Ruth Scurr

Snobbery in the garden: U and non-U borders

When Richard Sudell began promoting pyracantha, hanging baskets and crazy paving in the 1920s, the backlash from the gardening elite was vicious and immediate

The yellow-and-orange-striped rose Rainbow Niagara – the sort of hybrid tea anathema to the gardening elite. [Getty Images] 
issue 20 July 2024

Richard Sudell is the forgotten hero of the gardening revolution in Britain between the first and second world wars. A Quaker, born in Lancashire in 1892, the son of a straw and hay dealer, he left school at 14 and became a gardener, worked at Kew, then went to prison as a conscientious objector in 1916. On furlough from his first prison sentence, he worked with the Vacant Land Cultivation Society to help create allotments for London’s poor. When the first world war ended, he moved to Roehampton with his first wife. There he began writing a monthly gardening column in the Roehampton Estate Gazette advising his neighbours, most of whom had never had a garden before, on how to ‘beautify’ the debris-strewn patches of mud outside their new front and back doors. His columns were drawn together in his first book, The Town Gardening Handbook (1924), aimed at promoting horticulture throughout London County Council’s innovative housing estates.

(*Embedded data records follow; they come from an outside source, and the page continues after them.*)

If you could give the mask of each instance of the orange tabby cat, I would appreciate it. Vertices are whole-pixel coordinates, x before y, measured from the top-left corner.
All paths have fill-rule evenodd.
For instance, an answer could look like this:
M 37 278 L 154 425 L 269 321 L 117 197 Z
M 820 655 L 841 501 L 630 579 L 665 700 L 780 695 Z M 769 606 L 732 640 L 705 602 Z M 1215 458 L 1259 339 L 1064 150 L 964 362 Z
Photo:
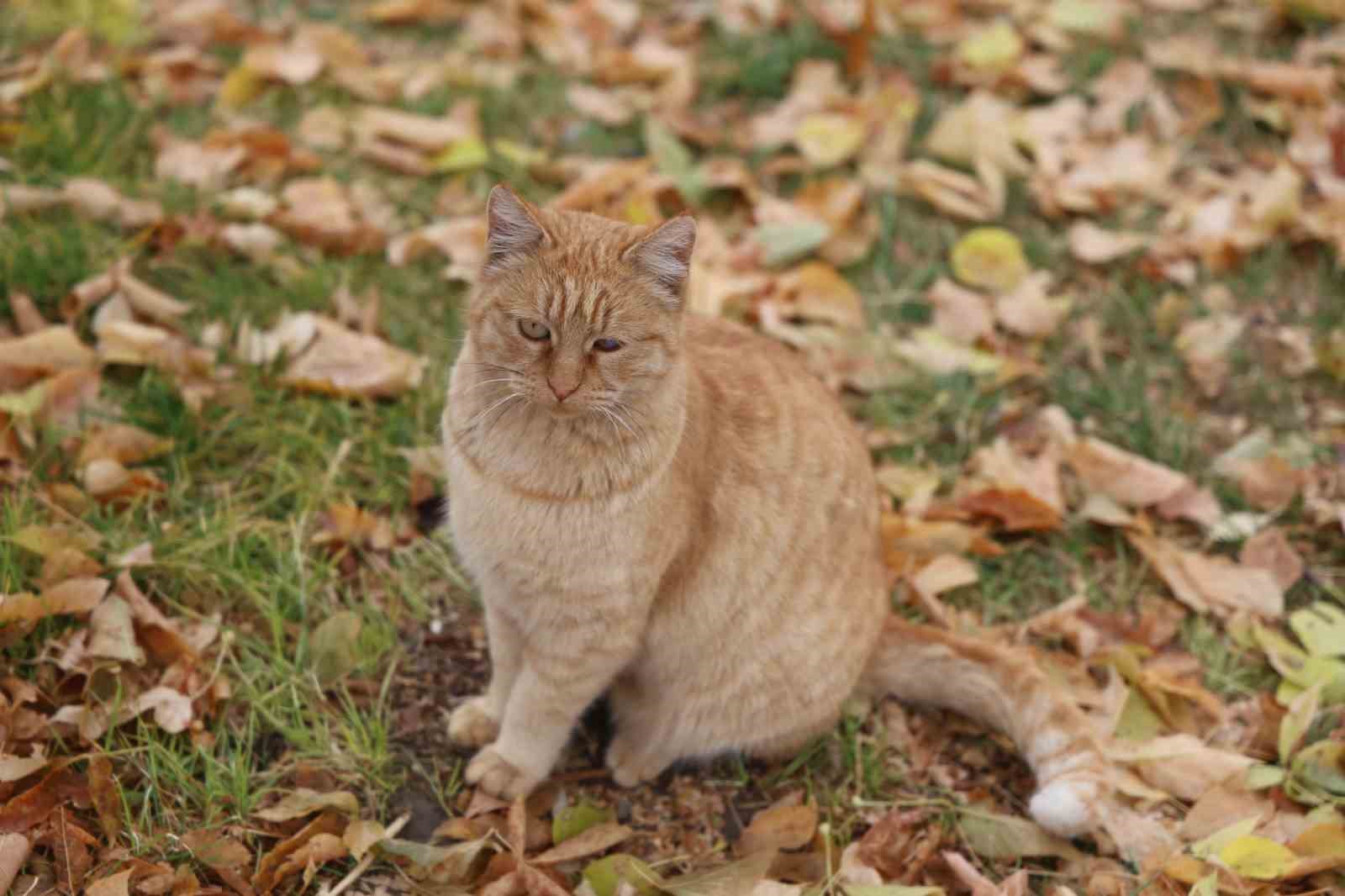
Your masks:
M 677 759 L 785 756 L 857 689 L 1007 732 L 1045 827 L 1093 827 L 1102 755 L 1024 655 L 892 616 L 869 455 L 790 350 L 686 315 L 695 222 L 652 230 L 496 187 L 444 437 L 453 539 L 494 675 L 453 713 L 511 798 L 609 696 L 623 786 Z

‘Vegetable rats!’, Humphrey Brooke screamed at some neatly pruned yellow roses in a suburban front garden

A Sudell-inspired garden was structured, full of bright colour and labour-saving. It was not ‘a gardener’s garden’, where children, animals and games were taboo, but a small, practical space, easily maintained at weekends. Sudell recommended pyracantha, hanging baskets, manicured lawns, tea roses and pansies; he was also an advocate of crazy paving and suggested paths should be straight, so that washing could be dried alongside them. The estate tenants lived under permanent threat of eviction:

In those days if your garden was not up to scratch, the superintendent in his bowler hat, striped trousers and umbrella – the treatment – would knock on your door and give you a fortnight to put it right. If not, goodbye. 

Michael Gilson’s Behind the Privet Hedge combines biography and social history to resurrect Sudell’s contribution to the ‘beautification’ of Britain.